In assessing the reasonableness of attorneys' fees, the court must first determine the "lodestar" by multiplying the reasonable number of hours expended and the reasonable hourly rate for each participating attorney. See Hensley, 461 U.S. at 433; Green v. Administrators of the Tulane Educ. Fund, 284 F.3d 642, 661 (5th Cir. 2002); Migis v. Pearle Vision, Inc., 135 F.2d 1041, 1047 (5th Cir.1998); La. Power & Light Co. v. Kellstrom, 50 F.3d 319, 324 (5th Cir.1995). The fee applicant bears the burden of proof on this issue. See Riley v. City of Jackson, 99 F.3d 757, 760 (5th Cir.1996); Kellstrom, 50 F.3d at 324; In re Smith, 996 F.2d 973, 978 (5th Cir.1992).
Defendants seek $685.00 in attorneys' fees. Defendants seek $300.00/hour for member Andrea Mahady Price, an attorney with ten years experience, and $250.00/hour for Kimerly R. Silas, an attorney with four years of experience.

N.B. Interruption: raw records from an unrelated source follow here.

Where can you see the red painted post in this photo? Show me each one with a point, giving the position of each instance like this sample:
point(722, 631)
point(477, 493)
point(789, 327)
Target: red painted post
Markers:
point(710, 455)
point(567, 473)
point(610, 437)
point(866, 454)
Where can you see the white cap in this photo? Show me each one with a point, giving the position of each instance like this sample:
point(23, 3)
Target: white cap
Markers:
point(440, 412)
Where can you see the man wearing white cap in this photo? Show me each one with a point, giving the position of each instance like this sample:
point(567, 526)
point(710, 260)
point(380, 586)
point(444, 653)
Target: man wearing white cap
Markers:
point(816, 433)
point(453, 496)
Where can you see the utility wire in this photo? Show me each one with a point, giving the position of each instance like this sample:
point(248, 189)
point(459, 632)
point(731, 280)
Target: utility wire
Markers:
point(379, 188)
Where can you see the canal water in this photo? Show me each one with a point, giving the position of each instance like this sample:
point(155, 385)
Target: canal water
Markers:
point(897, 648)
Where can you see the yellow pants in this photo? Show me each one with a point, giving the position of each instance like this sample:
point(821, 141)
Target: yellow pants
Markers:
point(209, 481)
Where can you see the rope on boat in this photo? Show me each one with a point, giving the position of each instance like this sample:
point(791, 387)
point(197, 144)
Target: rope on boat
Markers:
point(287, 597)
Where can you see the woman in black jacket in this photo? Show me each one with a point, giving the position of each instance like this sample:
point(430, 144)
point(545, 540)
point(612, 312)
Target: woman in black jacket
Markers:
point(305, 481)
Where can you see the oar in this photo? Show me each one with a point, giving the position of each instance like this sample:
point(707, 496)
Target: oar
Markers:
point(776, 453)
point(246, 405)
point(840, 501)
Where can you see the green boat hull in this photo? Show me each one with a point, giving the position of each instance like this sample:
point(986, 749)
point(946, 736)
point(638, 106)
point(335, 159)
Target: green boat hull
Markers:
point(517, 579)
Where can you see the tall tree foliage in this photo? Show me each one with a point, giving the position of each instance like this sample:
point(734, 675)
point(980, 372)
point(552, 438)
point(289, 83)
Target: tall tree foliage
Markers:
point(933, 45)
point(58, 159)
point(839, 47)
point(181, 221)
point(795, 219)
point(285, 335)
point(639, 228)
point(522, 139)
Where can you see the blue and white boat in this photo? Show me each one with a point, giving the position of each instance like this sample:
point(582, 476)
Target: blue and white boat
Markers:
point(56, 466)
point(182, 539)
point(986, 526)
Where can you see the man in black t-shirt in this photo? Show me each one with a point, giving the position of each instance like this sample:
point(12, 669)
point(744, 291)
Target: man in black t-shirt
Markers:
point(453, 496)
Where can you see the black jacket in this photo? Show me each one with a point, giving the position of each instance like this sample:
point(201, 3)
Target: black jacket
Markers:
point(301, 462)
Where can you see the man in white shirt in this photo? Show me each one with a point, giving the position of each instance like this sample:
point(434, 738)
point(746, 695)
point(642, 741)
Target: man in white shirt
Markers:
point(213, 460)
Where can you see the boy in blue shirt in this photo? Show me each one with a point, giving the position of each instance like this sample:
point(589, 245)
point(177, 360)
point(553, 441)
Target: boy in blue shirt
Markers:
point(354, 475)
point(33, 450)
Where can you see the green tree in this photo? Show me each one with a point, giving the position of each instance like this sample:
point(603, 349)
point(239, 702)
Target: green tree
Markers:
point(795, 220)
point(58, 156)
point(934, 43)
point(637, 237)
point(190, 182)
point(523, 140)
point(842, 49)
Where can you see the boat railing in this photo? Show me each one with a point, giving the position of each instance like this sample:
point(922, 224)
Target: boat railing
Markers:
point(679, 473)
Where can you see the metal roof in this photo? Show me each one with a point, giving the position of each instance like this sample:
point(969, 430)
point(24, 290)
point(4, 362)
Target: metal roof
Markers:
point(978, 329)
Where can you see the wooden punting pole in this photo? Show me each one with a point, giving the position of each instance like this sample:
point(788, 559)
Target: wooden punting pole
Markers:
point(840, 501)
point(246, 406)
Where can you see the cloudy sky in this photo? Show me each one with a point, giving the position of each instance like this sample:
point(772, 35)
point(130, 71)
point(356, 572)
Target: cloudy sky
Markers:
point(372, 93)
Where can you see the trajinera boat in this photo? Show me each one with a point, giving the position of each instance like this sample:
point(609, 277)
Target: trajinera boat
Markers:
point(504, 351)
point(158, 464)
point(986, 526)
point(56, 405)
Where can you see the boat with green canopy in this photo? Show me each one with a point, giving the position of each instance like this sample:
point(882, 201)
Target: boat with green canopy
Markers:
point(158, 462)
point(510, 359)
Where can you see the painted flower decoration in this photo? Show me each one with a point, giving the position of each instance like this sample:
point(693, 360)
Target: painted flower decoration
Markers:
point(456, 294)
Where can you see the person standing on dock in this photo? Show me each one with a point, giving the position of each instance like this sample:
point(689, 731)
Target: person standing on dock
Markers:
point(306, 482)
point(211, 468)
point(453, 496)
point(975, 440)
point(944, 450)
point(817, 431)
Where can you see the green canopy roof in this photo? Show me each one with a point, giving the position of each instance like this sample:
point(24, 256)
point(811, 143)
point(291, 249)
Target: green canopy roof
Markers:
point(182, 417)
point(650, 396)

Having reviewed the most recent case law in this district, the Court finds that, notwithstanding counsels' ability, competence, experience and skill, the hourly rates require an adjustment.
The Court must next determine whether the number of hours that defense counsel expended on the litigation was reasonable. The burden of proving the reasonableness of the hours expended is on the fee applicant. Mota v. Univ. of Tex. Houston Health Science Ctr., 261 F.3d 512, 528 (5th Cir. 2001). As a general proposition, all time that is excessive, duplicative, and/or unproductive should be excised from any award of attorney's fees. Watkins v. Fordice, 7 F.3d 453, 457 (5th Cir. 1993). Attorneys must exercise "billing judgment" by "writing off unproductive, excessive, or redundant hours" when seeking fee awards. Walker v. U.S. Dep't of Hous. & Urban Dev., 99 F.3d 761, 769 (5th Cir. 1996). The fee seeker's attorneys "are charged with proving that they exercised billing judgment." Id. at 770. When billing judgment is lacking, the court must exclude from the lodestar calculation the hours that were not reasonably expended.
This Court has reviewed line by line the billing statement submitted on behalf of defendants' counsel and finds the hours expended by counsel to be reasonable. The billing statement reflects that defense counsel corresponded with counsel for plaintiffs concerning the dilatory responses and drafted the motion and the accompanying memorandum. Although plaintiffs fail to challenge whether defense counsel exercised their "billing judgment," the Court's review of the billing statement satisfies it that counsel did so. Accordingly, the Court finds that ACL's counsel is entitled to an attorney fee award of $510.00.